Please post the 10/10 qt3.14's you bang on the regular fampai, i completely believe you

Nah I'm good. Thanks though.

Wood

...

That's what i thought fuccboi

good luck burning in hell for eternity faggot!

>reading comprehension
G4u = good for you
Also, do you know what fucking board you're on kid?

no.

Are you mad that I have sex with more attractive women than you bro? I'd be mad bro.

Veeky Forums is literally gayer than /lgbt/

>this copypasta
You must go back

>making up acronyms then blaming the confusion on reading comprehension
literal retard

Nah I'm good. Thanks though.

she has the same elongated meerkat neck

I met her at whole foods once
She literally smelled like dried spit, piss, some type of aging vomit, unwashed shirt, week old underwear, rancid cat carcass and seriously bad BO

So yes, I'd fuck that stinky bitch

Same. I saw Vegan Mom at a grocery store one time. I told her how cool it was to meet her in person, but I didn’t want to be a douche and bother her and ask him for photos or anything.
She said, “Oh, like you’re doing now?”
I was taken aback, and all I could say was “Huh?” but she kept cutting me off and going “huh? huh? huh?” and closing her hand shut in front of my face. I walked away and continued with my shopping, and I heard her chuckle as I walked off. When I came to pay for my stuff up front I saw her trying to walk out the doors with like fifteen bags of quinoa in her hands without paying.
The girl at the counter was very nice about it and professional, and was like “M'am, you need to pay for those first.” At first she kept pretending to be tired and not hear her, but eventually turned back around and brought them to the counter.
When she took one of the bags and started scanning it multiple times, she stopped her and told her to scan them each individually “to prevent any electrical infetterence,” and then turned around and winked at me. I don’t even think that’s a word.

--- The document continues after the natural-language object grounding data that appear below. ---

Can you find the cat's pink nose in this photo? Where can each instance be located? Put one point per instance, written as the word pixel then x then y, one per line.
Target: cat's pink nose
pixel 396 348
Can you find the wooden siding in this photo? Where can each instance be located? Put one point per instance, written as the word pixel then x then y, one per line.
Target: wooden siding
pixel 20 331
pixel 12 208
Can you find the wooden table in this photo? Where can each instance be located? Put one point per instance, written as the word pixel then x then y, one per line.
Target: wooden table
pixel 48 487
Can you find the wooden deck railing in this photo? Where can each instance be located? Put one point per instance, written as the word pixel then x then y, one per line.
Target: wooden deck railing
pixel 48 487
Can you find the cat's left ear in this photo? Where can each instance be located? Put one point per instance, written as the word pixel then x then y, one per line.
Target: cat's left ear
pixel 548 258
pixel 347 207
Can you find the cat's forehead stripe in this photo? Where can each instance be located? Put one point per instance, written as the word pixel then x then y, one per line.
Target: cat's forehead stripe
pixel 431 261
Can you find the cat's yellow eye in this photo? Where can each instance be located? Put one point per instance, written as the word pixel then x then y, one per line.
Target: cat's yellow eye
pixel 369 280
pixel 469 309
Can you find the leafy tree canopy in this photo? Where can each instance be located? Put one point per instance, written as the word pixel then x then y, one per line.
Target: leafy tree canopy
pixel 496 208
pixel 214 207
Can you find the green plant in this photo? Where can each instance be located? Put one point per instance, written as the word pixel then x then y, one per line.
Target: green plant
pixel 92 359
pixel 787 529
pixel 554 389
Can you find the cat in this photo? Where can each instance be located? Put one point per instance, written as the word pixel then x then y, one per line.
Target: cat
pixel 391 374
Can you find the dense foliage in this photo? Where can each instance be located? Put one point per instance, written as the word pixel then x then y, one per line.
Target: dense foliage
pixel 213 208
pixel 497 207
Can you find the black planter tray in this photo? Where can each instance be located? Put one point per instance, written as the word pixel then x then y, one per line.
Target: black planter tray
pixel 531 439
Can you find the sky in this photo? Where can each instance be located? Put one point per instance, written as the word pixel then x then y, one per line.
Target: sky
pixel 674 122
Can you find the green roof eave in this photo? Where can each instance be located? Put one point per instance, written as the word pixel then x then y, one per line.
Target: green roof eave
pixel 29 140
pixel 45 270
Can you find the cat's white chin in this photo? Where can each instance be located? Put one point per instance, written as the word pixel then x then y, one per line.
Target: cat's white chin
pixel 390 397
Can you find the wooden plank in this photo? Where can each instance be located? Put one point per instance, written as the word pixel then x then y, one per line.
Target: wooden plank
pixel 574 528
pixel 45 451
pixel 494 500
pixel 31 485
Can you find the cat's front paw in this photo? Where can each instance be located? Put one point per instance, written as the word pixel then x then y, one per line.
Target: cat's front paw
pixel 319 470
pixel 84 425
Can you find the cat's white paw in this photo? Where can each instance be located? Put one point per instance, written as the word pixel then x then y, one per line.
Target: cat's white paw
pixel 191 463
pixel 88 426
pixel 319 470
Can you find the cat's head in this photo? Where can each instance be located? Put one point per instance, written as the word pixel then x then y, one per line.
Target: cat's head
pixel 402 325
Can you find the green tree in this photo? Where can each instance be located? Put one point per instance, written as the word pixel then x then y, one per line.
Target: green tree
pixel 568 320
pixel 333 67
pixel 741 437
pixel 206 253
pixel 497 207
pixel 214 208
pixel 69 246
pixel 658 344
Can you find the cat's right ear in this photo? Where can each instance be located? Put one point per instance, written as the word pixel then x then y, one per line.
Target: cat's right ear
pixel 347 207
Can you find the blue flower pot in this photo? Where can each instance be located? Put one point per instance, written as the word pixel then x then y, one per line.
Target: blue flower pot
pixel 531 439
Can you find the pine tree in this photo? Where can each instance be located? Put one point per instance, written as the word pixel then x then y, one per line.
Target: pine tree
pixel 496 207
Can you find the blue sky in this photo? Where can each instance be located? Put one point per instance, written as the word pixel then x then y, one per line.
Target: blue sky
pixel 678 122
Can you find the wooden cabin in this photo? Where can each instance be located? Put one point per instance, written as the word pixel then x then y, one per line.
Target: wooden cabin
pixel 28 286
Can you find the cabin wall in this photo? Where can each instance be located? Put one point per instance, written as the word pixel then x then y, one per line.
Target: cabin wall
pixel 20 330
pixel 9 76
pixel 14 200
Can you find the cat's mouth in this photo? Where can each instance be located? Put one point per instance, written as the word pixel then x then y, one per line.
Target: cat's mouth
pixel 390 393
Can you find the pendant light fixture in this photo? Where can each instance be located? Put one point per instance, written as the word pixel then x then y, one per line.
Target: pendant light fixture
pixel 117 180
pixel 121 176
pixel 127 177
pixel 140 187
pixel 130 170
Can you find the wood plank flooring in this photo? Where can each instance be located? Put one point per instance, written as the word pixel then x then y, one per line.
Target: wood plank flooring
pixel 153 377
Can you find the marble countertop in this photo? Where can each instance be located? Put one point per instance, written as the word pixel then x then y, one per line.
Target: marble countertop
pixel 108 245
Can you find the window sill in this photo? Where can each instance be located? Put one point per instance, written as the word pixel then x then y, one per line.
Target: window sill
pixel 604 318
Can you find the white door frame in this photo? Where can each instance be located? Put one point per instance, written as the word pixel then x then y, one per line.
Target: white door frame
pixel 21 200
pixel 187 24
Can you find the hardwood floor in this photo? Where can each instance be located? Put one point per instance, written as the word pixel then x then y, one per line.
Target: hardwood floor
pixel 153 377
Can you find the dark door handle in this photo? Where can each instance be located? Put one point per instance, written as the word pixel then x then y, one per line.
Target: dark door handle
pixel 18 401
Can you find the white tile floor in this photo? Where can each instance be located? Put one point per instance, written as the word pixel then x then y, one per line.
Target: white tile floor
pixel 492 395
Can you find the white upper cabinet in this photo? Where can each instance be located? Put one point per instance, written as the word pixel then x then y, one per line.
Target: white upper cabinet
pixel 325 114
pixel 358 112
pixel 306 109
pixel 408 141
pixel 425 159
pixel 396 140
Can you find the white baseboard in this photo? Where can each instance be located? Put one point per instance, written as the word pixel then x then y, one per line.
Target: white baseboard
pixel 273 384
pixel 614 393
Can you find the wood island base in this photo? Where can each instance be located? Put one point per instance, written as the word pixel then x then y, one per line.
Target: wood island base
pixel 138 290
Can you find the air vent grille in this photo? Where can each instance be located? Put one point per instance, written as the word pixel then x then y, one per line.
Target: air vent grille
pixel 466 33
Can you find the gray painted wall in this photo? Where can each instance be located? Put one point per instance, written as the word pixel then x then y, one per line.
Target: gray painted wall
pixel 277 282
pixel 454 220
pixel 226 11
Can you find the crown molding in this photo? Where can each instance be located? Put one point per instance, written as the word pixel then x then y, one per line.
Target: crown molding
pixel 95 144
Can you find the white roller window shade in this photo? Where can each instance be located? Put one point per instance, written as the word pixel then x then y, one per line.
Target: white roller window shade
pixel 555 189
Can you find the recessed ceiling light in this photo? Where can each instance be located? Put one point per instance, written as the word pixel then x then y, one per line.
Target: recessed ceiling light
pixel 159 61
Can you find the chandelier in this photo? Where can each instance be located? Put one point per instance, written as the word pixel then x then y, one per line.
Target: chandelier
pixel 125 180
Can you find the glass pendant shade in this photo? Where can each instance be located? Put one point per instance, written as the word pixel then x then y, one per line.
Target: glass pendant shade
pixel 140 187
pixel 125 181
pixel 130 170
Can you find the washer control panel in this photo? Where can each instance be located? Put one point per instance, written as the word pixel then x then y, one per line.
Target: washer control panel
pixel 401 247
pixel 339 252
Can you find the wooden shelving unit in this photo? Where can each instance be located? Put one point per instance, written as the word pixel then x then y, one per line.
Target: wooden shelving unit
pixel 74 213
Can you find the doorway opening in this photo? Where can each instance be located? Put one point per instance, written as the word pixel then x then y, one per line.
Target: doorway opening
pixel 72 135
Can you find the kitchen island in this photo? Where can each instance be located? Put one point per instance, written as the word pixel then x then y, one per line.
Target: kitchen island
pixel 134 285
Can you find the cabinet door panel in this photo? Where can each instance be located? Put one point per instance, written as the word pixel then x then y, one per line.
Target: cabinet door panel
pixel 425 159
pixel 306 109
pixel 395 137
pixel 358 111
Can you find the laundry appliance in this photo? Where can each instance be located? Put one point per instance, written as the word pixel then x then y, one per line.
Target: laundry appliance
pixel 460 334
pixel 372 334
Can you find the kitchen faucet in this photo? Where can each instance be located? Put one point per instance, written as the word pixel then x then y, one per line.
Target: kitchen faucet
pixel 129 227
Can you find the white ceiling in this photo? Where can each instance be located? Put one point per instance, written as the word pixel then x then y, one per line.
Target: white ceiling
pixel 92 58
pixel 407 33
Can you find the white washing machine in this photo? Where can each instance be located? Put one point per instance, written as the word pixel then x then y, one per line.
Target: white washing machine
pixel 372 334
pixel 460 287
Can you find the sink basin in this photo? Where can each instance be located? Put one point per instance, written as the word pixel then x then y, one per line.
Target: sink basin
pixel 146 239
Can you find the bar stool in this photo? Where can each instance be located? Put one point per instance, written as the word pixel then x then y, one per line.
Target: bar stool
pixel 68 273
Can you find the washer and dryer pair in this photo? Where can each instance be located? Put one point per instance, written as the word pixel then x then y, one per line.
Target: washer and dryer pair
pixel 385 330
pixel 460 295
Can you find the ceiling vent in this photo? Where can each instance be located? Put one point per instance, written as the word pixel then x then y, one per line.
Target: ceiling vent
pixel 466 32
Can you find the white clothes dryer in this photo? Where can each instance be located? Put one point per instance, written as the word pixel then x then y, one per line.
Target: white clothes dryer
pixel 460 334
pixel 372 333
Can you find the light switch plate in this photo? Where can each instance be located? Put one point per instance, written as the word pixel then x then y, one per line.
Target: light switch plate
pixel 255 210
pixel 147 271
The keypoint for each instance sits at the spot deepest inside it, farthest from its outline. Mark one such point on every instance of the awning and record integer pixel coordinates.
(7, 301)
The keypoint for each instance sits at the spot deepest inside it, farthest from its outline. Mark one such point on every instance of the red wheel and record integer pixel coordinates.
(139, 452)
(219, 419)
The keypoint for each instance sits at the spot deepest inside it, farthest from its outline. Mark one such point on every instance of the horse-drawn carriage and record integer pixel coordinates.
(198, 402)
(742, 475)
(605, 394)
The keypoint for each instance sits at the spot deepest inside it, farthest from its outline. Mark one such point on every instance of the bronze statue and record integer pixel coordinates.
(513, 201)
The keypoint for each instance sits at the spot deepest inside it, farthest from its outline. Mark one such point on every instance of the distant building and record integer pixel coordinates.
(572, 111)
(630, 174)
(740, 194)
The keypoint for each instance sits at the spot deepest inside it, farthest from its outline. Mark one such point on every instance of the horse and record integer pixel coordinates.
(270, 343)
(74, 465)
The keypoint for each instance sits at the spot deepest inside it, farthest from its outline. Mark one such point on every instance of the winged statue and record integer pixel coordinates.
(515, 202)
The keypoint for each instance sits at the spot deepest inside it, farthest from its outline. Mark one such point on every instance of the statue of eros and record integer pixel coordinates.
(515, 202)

After she scanned each bar and put them in a bag and started to say the price, she kept interrupting her by yawning really loudly.

>I saw Vegan Mom at a grocery store one time.
Sure buddy. Suuure you did.

You just put this in the other thread you autist

Same, she was in my squad unit and vietnam back during world war i and we were squad mates, she was the best navy seal on my team

>I'm gay

n-no homo tho

you fell for the bait, newfag

This. Get fucked newbitch dyel twink kek.

>
>
>Same, she was in my squad unit and vietnam back during world war i and we were squad mates, she was the best navy seal on my team
Wasn't her name 'Hemingway'?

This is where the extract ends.